Markets update – Q1 2020
08th April 2020
Thank you for your patience
08th April 2020
By Saftar Sarwar – Chief Investment Officer. Binary Capital Investment Management
“Everyone has a plan till they get punched in the mouth” Mike (Iron Mike) Tyson.
Quoting the legendary heavyweight boxer Mike Tyson in such uncertain times seems odd, however it is apt. The whole framework of capitalism has been ‘shook up’ and effectively under global lock-down. Policy makers have been unconventional in their response to the global crisis taking place around the COVID-19 (Coronavirus) pandemic. “Whatever it Takes” is a phrase that has echoed across the globe over Q1. We have had national fiscal and monetary stimulus. The state of government intervention has surpassed the global financial crisis (GFC) and it is clear that Q2 GDP growth globally and in western economies specifically will show the biggest fall in a generation.
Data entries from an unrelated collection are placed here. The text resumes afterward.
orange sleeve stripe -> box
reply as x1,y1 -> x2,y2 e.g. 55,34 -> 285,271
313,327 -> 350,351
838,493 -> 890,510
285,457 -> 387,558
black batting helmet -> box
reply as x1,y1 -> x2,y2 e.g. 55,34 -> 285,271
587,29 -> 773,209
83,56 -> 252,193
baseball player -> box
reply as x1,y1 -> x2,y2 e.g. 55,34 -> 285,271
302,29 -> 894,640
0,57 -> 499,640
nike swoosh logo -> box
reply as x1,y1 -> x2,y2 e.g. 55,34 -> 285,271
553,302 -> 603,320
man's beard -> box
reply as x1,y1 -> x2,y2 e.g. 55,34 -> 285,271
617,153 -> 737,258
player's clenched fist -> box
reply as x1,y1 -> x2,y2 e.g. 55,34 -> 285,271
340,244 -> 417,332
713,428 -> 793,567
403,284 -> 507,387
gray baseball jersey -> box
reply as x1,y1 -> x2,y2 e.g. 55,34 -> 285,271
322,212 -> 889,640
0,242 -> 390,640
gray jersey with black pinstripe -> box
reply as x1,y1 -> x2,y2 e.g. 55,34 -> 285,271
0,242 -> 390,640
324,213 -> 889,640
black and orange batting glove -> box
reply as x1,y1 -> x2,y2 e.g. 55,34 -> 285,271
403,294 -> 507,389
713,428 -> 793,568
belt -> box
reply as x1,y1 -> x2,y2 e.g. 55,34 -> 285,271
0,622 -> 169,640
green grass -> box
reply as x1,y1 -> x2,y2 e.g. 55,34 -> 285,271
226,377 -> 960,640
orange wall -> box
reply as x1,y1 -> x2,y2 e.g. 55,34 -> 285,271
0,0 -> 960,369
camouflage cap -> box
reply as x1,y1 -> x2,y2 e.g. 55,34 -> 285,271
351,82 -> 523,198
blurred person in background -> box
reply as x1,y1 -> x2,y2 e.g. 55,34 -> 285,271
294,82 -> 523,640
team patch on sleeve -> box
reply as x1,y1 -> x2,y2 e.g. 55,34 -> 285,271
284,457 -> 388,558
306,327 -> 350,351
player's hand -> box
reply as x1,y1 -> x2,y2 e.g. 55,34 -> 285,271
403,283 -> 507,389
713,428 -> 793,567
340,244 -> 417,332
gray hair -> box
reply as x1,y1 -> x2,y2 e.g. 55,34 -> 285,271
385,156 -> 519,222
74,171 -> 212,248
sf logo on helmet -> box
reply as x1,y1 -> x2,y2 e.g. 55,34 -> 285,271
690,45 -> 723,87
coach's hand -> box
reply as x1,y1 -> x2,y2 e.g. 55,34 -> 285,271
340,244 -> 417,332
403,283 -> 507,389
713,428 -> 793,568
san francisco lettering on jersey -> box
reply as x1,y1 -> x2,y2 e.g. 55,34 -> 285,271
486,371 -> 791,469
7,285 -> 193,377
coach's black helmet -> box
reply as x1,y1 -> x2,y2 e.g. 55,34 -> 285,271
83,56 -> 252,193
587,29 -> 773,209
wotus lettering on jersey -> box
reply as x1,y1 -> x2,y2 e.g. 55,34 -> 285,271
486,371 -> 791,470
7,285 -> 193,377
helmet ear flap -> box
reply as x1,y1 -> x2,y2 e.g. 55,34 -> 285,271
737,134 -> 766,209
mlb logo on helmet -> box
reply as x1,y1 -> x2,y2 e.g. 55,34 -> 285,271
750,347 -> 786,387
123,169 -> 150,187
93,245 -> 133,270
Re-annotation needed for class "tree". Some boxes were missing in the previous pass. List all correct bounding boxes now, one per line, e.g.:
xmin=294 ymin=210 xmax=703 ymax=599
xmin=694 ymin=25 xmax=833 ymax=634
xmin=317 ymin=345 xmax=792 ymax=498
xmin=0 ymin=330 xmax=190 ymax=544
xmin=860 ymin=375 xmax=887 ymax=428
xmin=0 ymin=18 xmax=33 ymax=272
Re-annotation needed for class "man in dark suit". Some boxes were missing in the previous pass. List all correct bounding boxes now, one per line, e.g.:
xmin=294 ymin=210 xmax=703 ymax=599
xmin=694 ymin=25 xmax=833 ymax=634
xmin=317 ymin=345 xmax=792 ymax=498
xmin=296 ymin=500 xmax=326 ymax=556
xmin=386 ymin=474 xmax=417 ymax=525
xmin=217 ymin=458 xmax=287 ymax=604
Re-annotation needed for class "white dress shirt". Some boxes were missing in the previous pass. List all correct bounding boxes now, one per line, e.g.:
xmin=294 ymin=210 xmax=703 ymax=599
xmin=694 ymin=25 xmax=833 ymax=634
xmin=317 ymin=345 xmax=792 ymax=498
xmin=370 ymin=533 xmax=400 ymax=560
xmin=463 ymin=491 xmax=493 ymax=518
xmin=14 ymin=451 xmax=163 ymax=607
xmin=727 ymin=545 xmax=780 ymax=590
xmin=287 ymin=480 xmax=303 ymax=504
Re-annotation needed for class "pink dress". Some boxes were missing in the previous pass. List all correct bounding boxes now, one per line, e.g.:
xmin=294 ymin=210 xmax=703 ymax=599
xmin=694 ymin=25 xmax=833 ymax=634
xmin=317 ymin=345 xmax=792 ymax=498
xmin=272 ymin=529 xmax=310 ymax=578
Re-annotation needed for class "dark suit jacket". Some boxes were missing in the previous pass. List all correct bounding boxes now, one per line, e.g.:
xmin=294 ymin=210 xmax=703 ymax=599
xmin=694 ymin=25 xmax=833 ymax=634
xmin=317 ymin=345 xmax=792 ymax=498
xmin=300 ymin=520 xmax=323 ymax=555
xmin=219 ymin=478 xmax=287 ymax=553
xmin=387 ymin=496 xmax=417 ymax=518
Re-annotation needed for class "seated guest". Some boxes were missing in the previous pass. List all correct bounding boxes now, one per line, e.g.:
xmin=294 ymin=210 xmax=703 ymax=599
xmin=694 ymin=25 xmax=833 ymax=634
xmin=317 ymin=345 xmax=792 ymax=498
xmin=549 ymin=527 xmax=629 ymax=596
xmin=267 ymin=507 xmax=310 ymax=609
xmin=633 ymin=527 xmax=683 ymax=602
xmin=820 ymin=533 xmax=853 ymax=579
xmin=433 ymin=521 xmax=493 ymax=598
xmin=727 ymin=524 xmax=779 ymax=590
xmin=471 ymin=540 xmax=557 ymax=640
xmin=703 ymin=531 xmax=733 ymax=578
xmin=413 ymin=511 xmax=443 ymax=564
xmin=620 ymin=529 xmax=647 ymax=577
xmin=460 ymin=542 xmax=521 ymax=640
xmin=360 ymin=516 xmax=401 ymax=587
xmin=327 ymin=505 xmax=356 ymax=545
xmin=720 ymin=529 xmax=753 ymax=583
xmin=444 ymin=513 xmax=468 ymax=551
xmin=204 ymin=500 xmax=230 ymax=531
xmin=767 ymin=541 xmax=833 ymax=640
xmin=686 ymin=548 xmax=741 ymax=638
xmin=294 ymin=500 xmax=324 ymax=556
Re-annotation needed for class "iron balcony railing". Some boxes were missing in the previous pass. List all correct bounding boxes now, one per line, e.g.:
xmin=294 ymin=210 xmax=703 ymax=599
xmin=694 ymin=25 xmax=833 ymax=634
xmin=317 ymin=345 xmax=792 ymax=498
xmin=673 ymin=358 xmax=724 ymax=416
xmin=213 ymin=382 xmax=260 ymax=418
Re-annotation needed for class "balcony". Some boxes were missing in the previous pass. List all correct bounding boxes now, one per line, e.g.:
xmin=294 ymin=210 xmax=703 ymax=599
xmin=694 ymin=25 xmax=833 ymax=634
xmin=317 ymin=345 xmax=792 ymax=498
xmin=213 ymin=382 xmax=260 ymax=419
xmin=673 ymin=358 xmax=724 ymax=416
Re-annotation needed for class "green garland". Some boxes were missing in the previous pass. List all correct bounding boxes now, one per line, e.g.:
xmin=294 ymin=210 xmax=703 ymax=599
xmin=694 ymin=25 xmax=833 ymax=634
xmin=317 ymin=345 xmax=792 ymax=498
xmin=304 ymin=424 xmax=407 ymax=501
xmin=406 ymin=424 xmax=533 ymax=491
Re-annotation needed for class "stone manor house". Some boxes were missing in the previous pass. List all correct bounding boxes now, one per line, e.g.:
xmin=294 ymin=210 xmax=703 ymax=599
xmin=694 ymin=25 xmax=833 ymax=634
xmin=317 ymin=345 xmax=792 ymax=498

We are truly living in historic days, weeks and months. 2020 as a year will be recessionary – we need to discuss how deep could such an economic downturn be. We need to stay calm.
We may be coming towards the peak of the pandemic in many countries. Some countries appear to be exiting towards a gradual easing of the lock-down restrictions. The short-term and long-term implications of the past few weeks will play out for the rest of this year. The sharp falls we witnessed in markets through late February and into March 2020 appear to have eased, investment markets seem to be already pricing in the ‘recovery’ and the ‘new normal’ – this economic recovery could be somewhat hesitant, however markets anticipation of such green shoots is to be welcomed.
Against this background of such uncertainty and difficulties it is pleasing to see that our portfolios have held up well. Our portfolios have tracked similar benchmark returns. We have not witnessed the massive falls in markets. Our Active Balanced portfolio for Q1 was -12.8%, Balanced Sustainable down by a similar level. The Active Adventurous portfolio fell by 6.5%, similar to the benchmark return. A point to note is the performance of all our sustainable funds – performing well with far lower volatility levels than the equivalent benchmark.
A key reason that our portfolios have held up well is that we have a growth bias in the funds and investments selected. Our portfolios are well positioned. Most of our investment funds are looking long-term for earnings and growth in their underlying investments. Investments that have been hit hard in Q1 2020 are those investments which perhaps have more of a value bias: more asset backed, more dividend backed investments – such investments typically we stay away from. We are long-term thinkers and advisers, so we prefer long-term growth investments. We prefer investments that are not too focused on quarterly earnings, dividends, short-term sentiment and volatility.
We will get through this crisis, even if we have to wait longer to realise value in our investment strategies. We are prepared to put in that patient capital mindset, in order to realise such value. It is in times right now that our skills in doing the right thing, watching monitoring and acting on our judgements, ensuring our principles of having transparent, regulated and liquid investments, comes to the fore. We remain committed to our philosophy and strategies.
By making an investment, your capital is at risk. The value of your investment depends on market fluctuations outside of our control and you may get back less than you invest. Past performance is no indicator of future performance.